"Brake" is an archaic past-tense form of "break", as Peter Shor notes. I don't know of any signficiance to its use in the KJV other than that it's archaic. I am very doubtful that it relates in any way to the Hebrew conjugation (especially since, as michael.hor257k points out, the Pauline epistles like 1 Corinthians were originally written in Koine Greek, not Hebrew).
To understand where "brake" comes from, we need to look at how this verb was conjugated in Old English.
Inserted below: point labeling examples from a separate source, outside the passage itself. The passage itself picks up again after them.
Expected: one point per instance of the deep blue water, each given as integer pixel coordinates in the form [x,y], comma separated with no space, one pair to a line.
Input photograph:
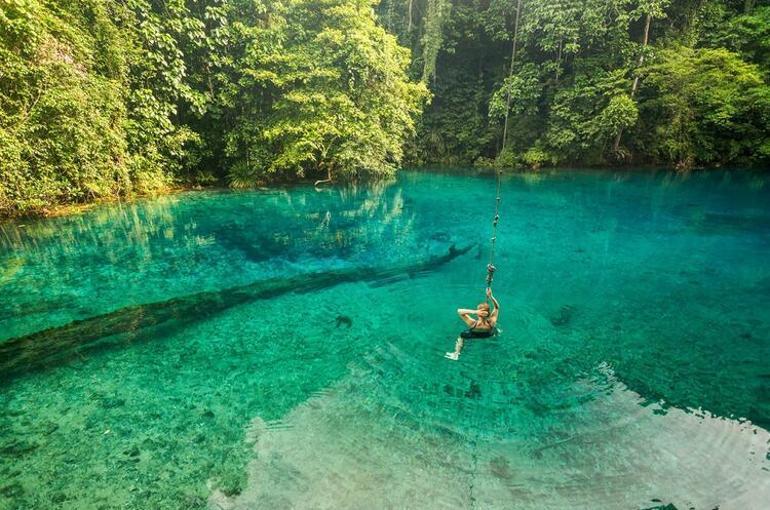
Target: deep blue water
[631,370]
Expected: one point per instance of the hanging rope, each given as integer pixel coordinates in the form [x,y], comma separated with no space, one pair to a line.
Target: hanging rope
[491,266]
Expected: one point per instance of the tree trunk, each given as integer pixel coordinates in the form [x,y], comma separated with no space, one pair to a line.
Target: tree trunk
[328,176]
[635,86]
[409,25]
[510,73]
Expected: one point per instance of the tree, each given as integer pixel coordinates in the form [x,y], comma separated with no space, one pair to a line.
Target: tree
[322,91]
[705,106]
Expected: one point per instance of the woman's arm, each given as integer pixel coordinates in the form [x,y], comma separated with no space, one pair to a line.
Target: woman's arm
[463,313]
[496,311]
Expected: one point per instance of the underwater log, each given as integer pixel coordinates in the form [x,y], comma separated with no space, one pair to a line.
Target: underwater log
[54,345]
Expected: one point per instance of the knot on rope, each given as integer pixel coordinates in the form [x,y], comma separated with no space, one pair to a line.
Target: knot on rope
[490,273]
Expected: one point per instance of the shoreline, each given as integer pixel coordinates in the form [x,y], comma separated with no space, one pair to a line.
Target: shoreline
[64,210]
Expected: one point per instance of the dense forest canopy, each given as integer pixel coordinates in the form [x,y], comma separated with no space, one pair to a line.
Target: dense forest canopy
[104,98]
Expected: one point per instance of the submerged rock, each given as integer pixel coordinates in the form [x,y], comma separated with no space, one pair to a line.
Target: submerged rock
[564,316]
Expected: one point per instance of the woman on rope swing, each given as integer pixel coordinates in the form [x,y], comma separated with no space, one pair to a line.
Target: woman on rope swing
[483,326]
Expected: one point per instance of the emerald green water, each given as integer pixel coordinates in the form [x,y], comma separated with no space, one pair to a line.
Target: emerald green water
[632,370]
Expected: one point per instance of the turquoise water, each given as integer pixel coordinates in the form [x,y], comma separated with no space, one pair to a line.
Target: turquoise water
[632,370]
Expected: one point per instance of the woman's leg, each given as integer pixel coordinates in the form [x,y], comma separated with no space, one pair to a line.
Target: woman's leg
[458,349]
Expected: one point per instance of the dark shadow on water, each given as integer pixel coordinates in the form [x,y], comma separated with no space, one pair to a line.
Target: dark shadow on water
[55,345]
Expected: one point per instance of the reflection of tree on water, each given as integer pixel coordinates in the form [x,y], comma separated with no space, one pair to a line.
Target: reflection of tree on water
[181,244]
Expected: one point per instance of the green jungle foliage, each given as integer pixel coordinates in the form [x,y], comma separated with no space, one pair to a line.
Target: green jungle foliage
[106,98]
[599,82]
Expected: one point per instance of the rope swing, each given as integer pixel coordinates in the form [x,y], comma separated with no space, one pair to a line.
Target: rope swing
[491,265]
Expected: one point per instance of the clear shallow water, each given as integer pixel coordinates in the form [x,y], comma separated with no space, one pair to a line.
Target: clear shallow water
[632,370]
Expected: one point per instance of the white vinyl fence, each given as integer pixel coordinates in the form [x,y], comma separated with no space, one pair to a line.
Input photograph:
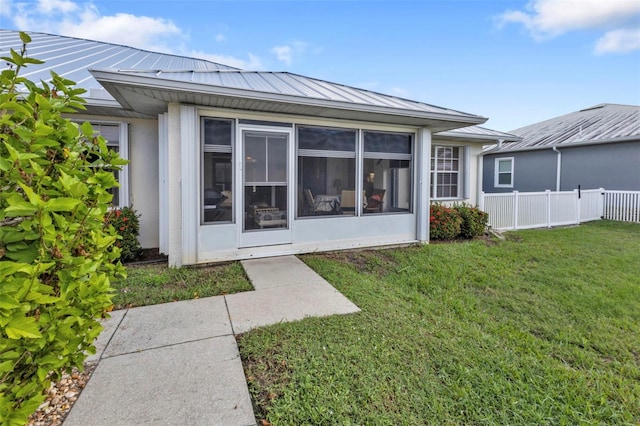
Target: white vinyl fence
[622,205]
[523,210]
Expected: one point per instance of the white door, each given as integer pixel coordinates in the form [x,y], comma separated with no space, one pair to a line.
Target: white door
[265,216]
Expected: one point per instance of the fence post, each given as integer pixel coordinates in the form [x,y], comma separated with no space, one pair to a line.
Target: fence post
[548,199]
[578,201]
[515,209]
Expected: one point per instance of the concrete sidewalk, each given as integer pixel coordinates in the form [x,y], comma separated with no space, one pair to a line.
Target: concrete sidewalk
[178,363]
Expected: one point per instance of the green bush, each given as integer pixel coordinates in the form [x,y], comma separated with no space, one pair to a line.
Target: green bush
[444,223]
[57,255]
[474,220]
[125,222]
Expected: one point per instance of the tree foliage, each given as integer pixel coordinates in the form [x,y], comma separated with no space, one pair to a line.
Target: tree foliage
[57,254]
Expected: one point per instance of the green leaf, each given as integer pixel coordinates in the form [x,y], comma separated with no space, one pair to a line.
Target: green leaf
[63,204]
[8,302]
[26,38]
[23,327]
[87,129]
[22,208]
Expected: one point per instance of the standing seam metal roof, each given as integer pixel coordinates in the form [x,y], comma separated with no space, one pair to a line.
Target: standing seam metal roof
[285,83]
[603,122]
[73,57]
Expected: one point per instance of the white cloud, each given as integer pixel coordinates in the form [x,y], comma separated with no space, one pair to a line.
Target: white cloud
[84,20]
[252,62]
[287,52]
[283,53]
[618,41]
[545,19]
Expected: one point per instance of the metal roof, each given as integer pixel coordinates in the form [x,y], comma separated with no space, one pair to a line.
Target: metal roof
[603,123]
[144,82]
[72,58]
[477,133]
[289,84]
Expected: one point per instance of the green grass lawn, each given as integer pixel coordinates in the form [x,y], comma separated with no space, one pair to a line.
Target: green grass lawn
[543,328]
[155,283]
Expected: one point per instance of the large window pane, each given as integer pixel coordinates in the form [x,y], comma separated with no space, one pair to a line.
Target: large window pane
[318,138]
[322,183]
[445,171]
[387,185]
[255,156]
[217,179]
[217,132]
[387,142]
[387,172]
[277,163]
[326,171]
[217,171]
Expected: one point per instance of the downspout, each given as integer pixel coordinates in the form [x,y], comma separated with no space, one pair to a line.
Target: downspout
[558,168]
[480,181]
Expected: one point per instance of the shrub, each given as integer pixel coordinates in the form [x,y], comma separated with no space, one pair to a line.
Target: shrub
[444,222]
[57,255]
[474,220]
[125,222]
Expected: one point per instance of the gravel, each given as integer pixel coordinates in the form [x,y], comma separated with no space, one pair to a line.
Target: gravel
[60,397]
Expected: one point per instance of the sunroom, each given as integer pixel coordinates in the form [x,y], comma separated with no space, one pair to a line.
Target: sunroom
[256,164]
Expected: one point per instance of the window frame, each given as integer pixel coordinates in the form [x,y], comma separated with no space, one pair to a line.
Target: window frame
[497,173]
[217,149]
[123,150]
[390,156]
[462,172]
[321,153]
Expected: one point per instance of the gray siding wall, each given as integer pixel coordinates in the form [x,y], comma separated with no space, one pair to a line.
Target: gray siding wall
[533,171]
[614,166]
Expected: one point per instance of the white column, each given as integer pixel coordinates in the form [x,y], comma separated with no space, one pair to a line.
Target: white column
[190,167]
[163,190]
[174,196]
[423,176]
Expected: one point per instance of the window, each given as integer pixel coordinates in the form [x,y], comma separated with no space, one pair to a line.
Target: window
[503,177]
[326,171]
[446,175]
[116,136]
[217,170]
[387,172]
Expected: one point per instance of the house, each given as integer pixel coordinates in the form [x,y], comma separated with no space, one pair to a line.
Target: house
[232,164]
[597,147]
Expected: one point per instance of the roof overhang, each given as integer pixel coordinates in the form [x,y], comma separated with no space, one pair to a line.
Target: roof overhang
[506,150]
[483,139]
[150,96]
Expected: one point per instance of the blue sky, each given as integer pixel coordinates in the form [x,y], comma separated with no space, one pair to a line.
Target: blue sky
[516,62]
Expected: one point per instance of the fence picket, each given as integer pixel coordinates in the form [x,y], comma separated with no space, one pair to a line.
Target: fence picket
[522,210]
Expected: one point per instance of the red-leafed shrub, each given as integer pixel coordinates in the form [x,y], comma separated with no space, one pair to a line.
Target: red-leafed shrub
[125,222]
[444,222]
[474,221]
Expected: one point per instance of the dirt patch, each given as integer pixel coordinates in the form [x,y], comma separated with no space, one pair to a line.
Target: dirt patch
[265,377]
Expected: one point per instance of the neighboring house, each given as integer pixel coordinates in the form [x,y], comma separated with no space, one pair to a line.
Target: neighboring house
[231,164]
[597,147]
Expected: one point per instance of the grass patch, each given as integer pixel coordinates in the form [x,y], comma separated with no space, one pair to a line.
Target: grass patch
[156,283]
[543,328]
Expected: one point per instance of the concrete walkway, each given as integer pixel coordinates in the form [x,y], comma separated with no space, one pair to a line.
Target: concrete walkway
[178,363]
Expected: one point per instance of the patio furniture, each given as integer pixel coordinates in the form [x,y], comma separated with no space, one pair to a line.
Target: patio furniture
[321,204]
[375,201]
[270,217]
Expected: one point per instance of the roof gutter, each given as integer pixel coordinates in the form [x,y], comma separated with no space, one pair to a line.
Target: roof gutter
[506,149]
[113,77]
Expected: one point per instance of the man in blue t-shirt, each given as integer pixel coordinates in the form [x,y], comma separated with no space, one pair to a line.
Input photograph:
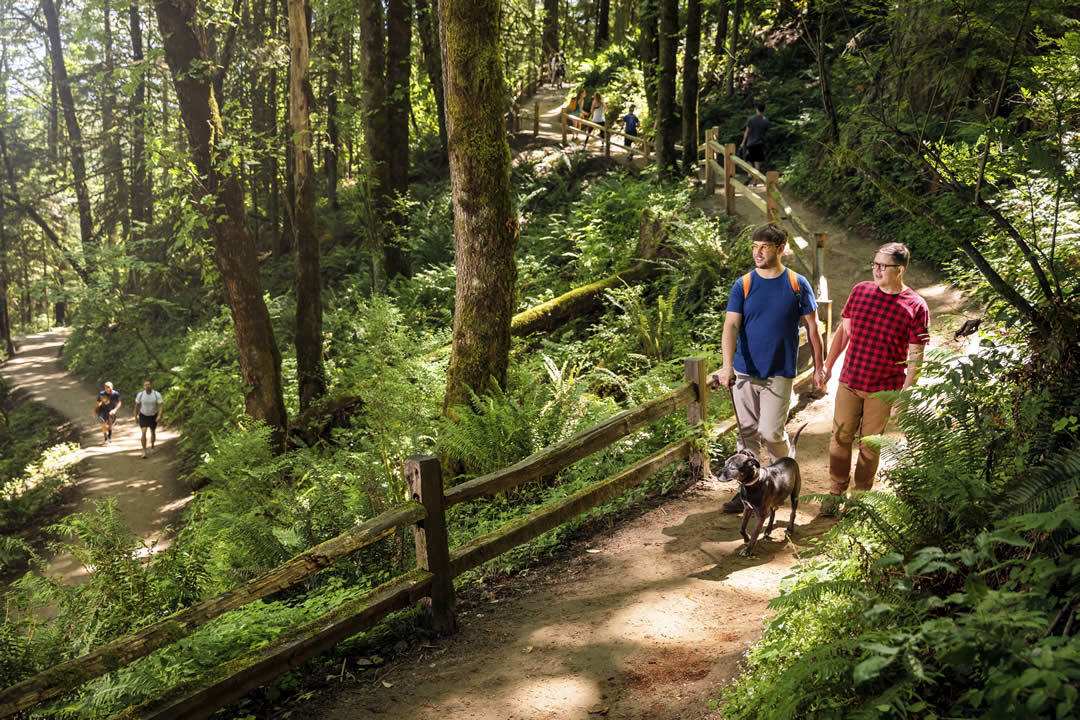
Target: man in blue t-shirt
[630,122]
[760,347]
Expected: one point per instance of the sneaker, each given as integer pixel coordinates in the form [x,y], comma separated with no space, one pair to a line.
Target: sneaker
[829,507]
[733,505]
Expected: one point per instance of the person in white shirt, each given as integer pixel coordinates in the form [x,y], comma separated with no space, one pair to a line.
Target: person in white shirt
[148,406]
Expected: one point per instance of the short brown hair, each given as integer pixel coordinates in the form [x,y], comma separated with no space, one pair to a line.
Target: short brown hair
[769,233]
[898,252]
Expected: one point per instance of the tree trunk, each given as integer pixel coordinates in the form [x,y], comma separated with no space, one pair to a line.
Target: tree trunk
[603,25]
[729,67]
[666,118]
[485,227]
[310,376]
[550,37]
[399,108]
[75,132]
[649,15]
[720,40]
[690,66]
[112,164]
[140,190]
[432,62]
[234,247]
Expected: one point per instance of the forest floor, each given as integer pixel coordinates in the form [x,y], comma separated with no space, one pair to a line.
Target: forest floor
[147,490]
[646,620]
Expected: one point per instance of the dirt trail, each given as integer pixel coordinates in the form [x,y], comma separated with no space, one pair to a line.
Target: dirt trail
[148,490]
[646,621]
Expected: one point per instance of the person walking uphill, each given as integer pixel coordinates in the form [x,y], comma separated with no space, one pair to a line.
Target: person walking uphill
[885,323]
[105,410]
[148,406]
[757,124]
[760,347]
It had a different, more complicated type of vowel alternation with different vowels in the infinitive, singular past tense, plural past tense and past participle.
The Oxford English dictionary gives the forms as follows:
brecan (bricþ, past tense bræc, brǽcon, past participle brocen)
The vowel of the past participle, "short o", regularly developed to the long o of modern English "broken" due to a Middle-English vowel lengthening rule.
But the vowels of the Old English past tense forms had a more complicated development, and were eventually lost.
What seems to have happened is that in Middle English, the separate singular and plural past tense forms corresponding to Old English bræc and brǽcon (which regularly turned into something like brak and breken or breke in Middle English) became confused and were ultimately replaced by a hybrid form brake (with the "a" lengthened due to the final "e", in the same way as the "o" of the participle).
This past tense form "brake" existed for a while, but it eventually became replaced by the form "broke"; this is thought to be due to the influence of the past partiple "broken", and I think it's also likely that it was partly due to the use of "o" in the past tense of many other verbs, such as "drove" (from "drive") and "strode" (from "stride").
There are some other verbs had the same vowel pattern in their conjugation in Old English (e in the infinitive, æ in the singular past tense, ǽ in the plural past tense, o in the past participle). Verbs with this vowel pattern in Old English are called "class 4 strong verbs". Some examples that developed similarly to break are tear and bear, which have archaic past-tense forms tare and bare.